Les témoins du gouvernement ont parlé des territoires palestiniens. Ils vous ont donné l'impression que c'était la même chose que la Cisjordanie et Gaza. Mais comme l'ont indiqué clairement les témoins qui ont comparu ensuite, seulement trois pour cent du territoire de la Cisjordanie et de Gaza est placé sous le contrôle de l'Autorité palestinienne. Les négociations piétinent au sujet des retraits qui doivent avoir lieu et de la question de savoir si l'Autorité palestinienne sera finalement invitée à la table de négociations.
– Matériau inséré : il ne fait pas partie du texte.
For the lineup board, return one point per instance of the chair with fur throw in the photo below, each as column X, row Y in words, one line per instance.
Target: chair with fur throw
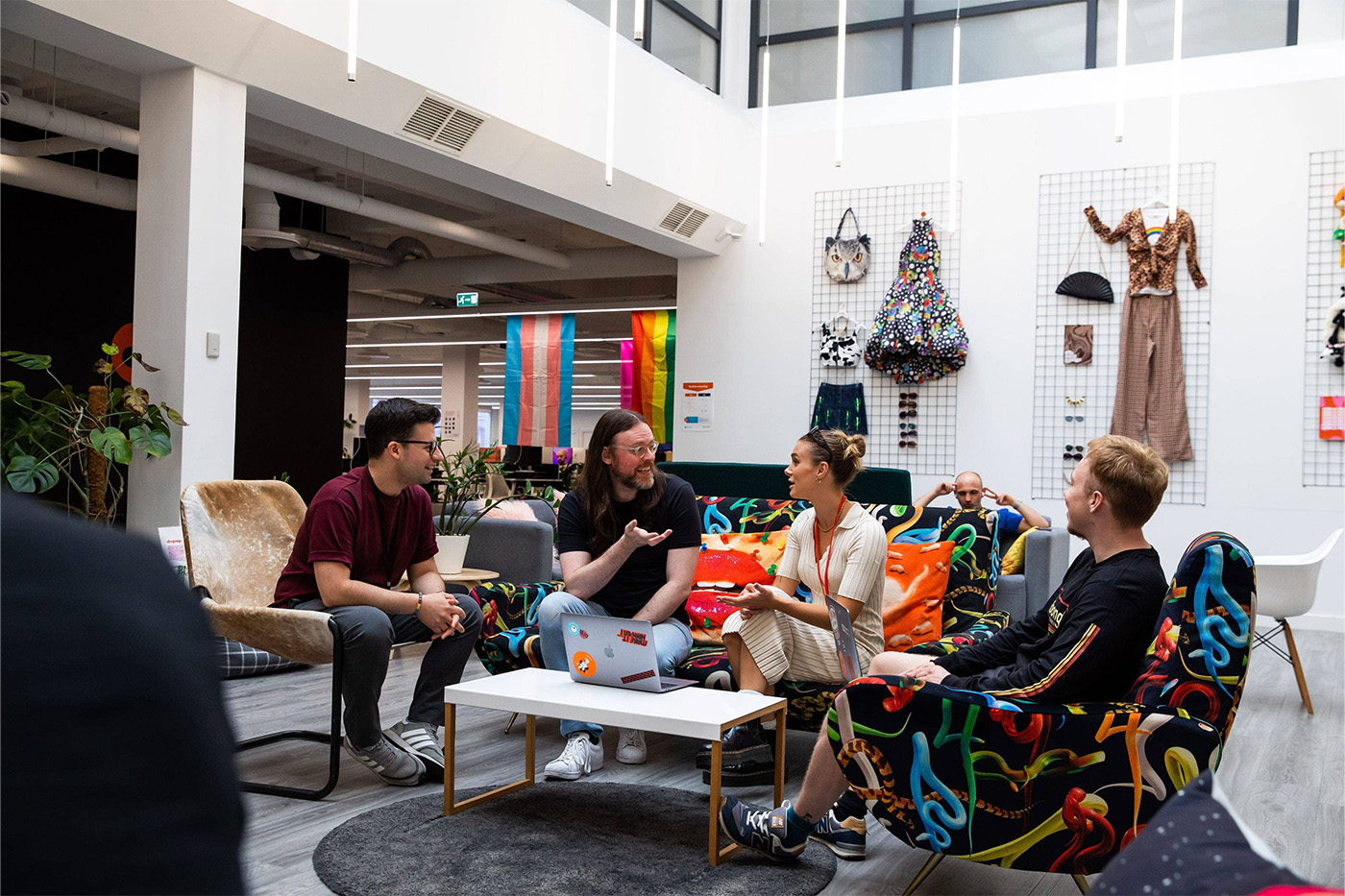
column 238, row 537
C'est pourquoi le moment ne semble pas très bien choisi pour normaliser nos relations avec Israël en invoquant une définition très vague, à mon avis, qui permet la libéralisation du commerce avec un territoire nouvellement défini sous prétexte que des lois douanières s'y appliquent. Curieusement, les témoins auraient également voulu vous faire croire que cette union douanière fonctionne très efficacement. Mais ce n'est pas le cas depuis février dernier. L'entente douanière ne s'applique pas du tout aux Palestiniens, puisque leurs territoires sont presque complètement bouclés.

En fait, le produit intérieur brut a baissé de 30 p. 100. Le chômage s'élève à 70 p. 100 à Gaza. Je reviens tout juste d'une rencontre de la Middle East Studies Association à Providence, où des habitants des territoires occupés ont présenté toute une série de rapports qui font état de la situation économique catastrophique des Palestiniens.

Donc, c'est vraiment une question de choix du moment. Si cette union douanière était en place et si elle fonctionnait, si les Palestiniens pouvaient importer des matières premières et exporter leurs produits, tout serait parfait. Mais ce n'est pas le cas. C'est vrai seulement pour une petite fraction. C'est dans ce contexte de chômage chronique qu'on nous demande d'adopter une définition à long terme sur la zone d'application de l'accord.

J'ai demandé plus tôt si je pouvais obtenir une opinion de la Direction du droit international, au ministère des Affaires étrangères, pour savoir si la définition du terme «pays» employée dans cet accord était conforme à nos obligations en vertu de la Convention de Genève. Les membres du comité ont raison de soulever cette importante question de droit international.

Mon autre observation, qui découle des questions que le sénateur De Bané a posées tout à l'heure quant à savoir si nous appliquons toujours la même politique, porte sur la cohérence de la politique étrangère du Canada.

Revenu Canada a mis en place récemment des dispositions selon lesquelles il est impossible de bénéficier d'exemptions d'impôt pour des dons envoyés dans les colonies de peuplement parce que le Canada n'appuie pas ces colonies, puisqu'elles sont illégales. Est-ce que Revenu Canada applique une autre politique étrangère que le ministre du Commerce? Il faut clarifier les choses au sujet de ces colonies, pas seulement en ce qui concerne l'Autorité palestinienne, mais aussi le plateau du Golan.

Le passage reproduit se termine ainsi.